Una veintena de discos trasluce la permeabilidad de su voz, las cimas y los valles, sus intereses múltiples que la hacen tomar de la mano a José Alfredo Jiménez y Armando Manzanero, a María Grever y Agustín Lara, a Consuelo Velásquez y Álvaro Carrillo.

"Sé que no me voy a poner a hacer rap a estas alturas y sé también que no seré cantante de ópera –a pesar de lo mucho que me hubiera gustado. De todas mis búsquedas ahora ya sé en dónde está mi nervio interpretativo, ése que cultiva al cancionero mexicano, la idea de la trova que se liga con el filin o el bolero y que va a dar un brinco al tango. Ahora me doy cuenta de que, a fin de cuentas, mi rango no es tan amplio. Soy como el Marco Polo que regresa de sus viajes con hallazgos existenciales y poéticos."

Desde aquella incursión en la oti en 1985, Eugenia ha participado en múltiples festivales en Estados Unidos, Alemania, Cuba, Japón, China, Colombia, Brasil, Portugal y Francia. Sus espectáculos hermanan música y cierta carga de teatralidad, implementada a veces con la complicidad de la actriz Jesusa Rodríguez.

La difusión por el mundo no ha provocado sin embargo que se pegue la etiqueta de diva. "Son parámetros de la mercadotecnia que me dan güeva. Crear una actitud que públicamente convenga no va conmigo. Cuando gané la oti me sentía jaloneada por todos lados, no me acomodaba y la gente se incomodaba conmigo porque siempre he sido disfuncional frente a esas actitudes. No creo en las consignas."

En los noventa, algunas de las producciones de la cantante abarcan números infantiles, tangos, danzones, música norteña y poesía; allí están Eugenia León interpreta a Cri-Cri (1993), Que devuelvan, con la Danzonera Dimas (1996), Norteño, con el trío los Morales (1998), y La Suave Patria (1999). Entre todos los géneros, dice que le hace falta "una parte operística y quizás algo de jazz", pero asume con profunda convicción y gusto que "lo que me ha sostenido es la canción mexicana. Con ella nunca estás de moda y ayuda a mantenerte como un hueso duro de roer. Somos hueso, existimos y será difícil que nos boten a la basura porque sabemos nuestro oficio", admite quien prepara un disco con composiciones nuevas de Marcial Alejandro, David Haro y Pedro Guerra, entre otros; quien hará dueto con Pablo Milanés en varios espectáculos para diciembre y febrero, y además repetirá el espectáculo de Cri-Cri y su homenaje a Cuco Sánchez..
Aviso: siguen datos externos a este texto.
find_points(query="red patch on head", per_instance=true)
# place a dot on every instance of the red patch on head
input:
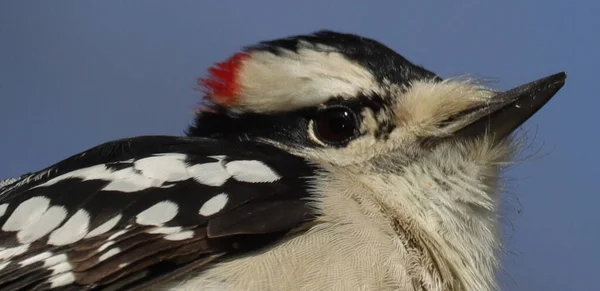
(222, 81)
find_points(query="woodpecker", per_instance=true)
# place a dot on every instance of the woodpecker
(317, 162)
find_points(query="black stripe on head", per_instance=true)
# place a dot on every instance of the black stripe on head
(380, 60)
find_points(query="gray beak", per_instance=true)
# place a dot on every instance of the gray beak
(509, 109)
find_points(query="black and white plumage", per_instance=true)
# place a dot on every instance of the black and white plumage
(320, 162)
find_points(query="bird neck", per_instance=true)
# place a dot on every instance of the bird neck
(444, 211)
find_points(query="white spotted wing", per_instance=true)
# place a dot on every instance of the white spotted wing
(135, 211)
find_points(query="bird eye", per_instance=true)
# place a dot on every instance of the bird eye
(335, 125)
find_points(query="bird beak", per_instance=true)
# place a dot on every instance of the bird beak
(506, 111)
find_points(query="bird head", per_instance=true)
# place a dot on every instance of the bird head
(345, 100)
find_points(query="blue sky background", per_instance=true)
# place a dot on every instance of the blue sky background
(74, 74)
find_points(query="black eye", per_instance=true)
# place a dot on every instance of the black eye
(335, 125)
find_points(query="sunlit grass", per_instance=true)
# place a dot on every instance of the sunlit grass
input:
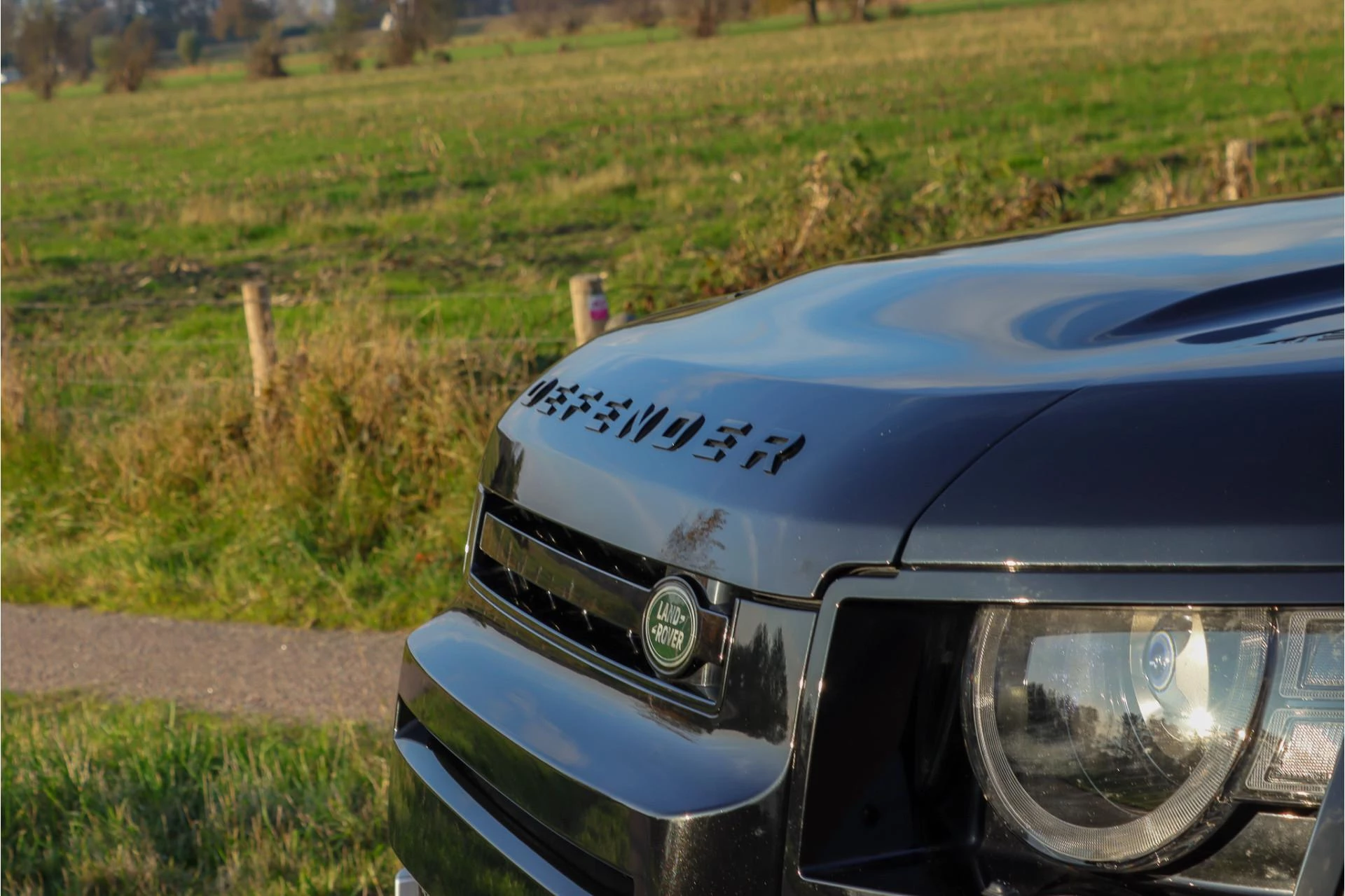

"Me siento viva más que nunca, en una edad con mucha esperanza. Si antes sentía una especie de orfandad, de siempre salir, irme de las relaciones amorosas, de las cosas y del trabajo, ahora ya no siento que tengo que huir. La rebeldía me ha dado dolor pero ahora me devolvió cierta serenidad, nunca completa, pero bastante chingona", dice ya casi en secreto porque toma en brazos a su hijo Eugenio, de cinco añotes y cara de puchero. Ese pequeño que le ayudó a volver a nombrarse.